Do Christians in Iraq and Syria want to stay?

This is a very important question because Iraq has experienced war since 2003. Many there have only ever known war and don’t know what peace is, and so they want to leave because they don’t have the past anymore. In Syria, it’s different. They’ve had war for eight years, but before that, society was very tolerant, multiconfessional and peaceful. So people have a memory of what life was like before the war and want to stay. So it’s completely different: All the Christians in Iraq want to go; in Syria, most Christians want to stay. It’s very interesting. I noticed that when I went to Syria. Before and during the war, they always have had a good relationship with the government and the government respects the Christian communities.

As long as President Bashar Assad is there, they’ll want to stay?

Yes, for eight years they tried to pass a message to the Western world that if there’s a regime change in Syria, Christians will go, as they’ve done in Iraq. That’s why it’s very important to offer humanitarian help but at the same time make people aware in the West about their situation and get their message out to our countries.

 

Do you think Christians will come back to Iraq?

It’s very difficult to say. For years, Christians have gone down in great numbers, a crazy drop. Also, all Christians I meet there want to go. When I went to a house of Christians, we asked them what they needed. All said, “We need a flight ticket to leave,” but the mission of SOS is to help them to stay, not to go. I think of Benedict XVI, who gave an important principle: Everyone has the right to live in their country because it’s their country.

 

Will Iraqi Christians keep leaving until they get a leader who protects Christians?
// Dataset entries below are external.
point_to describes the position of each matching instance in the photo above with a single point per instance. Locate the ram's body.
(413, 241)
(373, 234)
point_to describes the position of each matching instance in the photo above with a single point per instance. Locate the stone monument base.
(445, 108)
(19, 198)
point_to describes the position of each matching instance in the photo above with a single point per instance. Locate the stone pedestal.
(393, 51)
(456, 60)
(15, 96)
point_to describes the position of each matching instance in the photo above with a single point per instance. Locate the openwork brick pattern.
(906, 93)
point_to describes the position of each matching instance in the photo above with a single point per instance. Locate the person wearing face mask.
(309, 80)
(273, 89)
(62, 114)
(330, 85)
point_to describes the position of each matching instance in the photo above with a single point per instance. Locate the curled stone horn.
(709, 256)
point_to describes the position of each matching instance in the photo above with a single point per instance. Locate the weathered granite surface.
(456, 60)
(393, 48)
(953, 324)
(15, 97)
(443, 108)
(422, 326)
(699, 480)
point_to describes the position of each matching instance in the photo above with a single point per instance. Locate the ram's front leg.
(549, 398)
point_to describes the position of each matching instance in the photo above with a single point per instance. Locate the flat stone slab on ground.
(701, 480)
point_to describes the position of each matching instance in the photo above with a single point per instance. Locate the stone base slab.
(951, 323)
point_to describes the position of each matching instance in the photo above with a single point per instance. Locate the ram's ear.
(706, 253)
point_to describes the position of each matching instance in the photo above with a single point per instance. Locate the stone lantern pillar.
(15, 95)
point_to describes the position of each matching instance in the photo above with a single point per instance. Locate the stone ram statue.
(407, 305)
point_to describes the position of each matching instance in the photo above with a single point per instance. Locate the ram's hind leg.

Yes. Their society is completely different from our society; we have to respect that theirs is a tribal society. For traditional societies, religion is very important for everybody; the culture of the leader is very important. That’s why it’s important, above all, we respect that — also the will of the people and the leader they want.

 

Would you like young Americans to start an SOS in the United States?

Yes, of course. Now we are building an office here in Rome, but maybe in the future other countries can build up something like that so that all countries will have the opportunity to volunteer and send money to these people. These are important things, and maybe networking, contact and hearing the views of others and having conferences in the country [will be included]. We have a lot of problems [that need to be addressed].

 

Do you see Christians also in the West under threat? We speak of persecuted Christians in the Middle East, but should there be an SOS Chrétiéns d’Orient in the West, too?

Yes, of course; I hope so, because sometimes we talk about persecuted Christians of the Middle East, but this persecution is physical. In the Western world, it is psychological, moral and also a state persecution. It’s also symbolic: forbidding the cross, attacks against the family. So it’s very important to work together. And I think Christians in the East can help Christians in the West to improve and vice versa, because the West isn’t Catholic or Christian anymore [as a culture]; we’re a minority. The West’s ideology is capitalism, consumerism and hedonism. The young who go and help in the Middle East are often traditional Catholics, and this can help a lot: the interaction between cultures to rediscover our identity.

Edward Pentin is the Register’s Rome correspondent.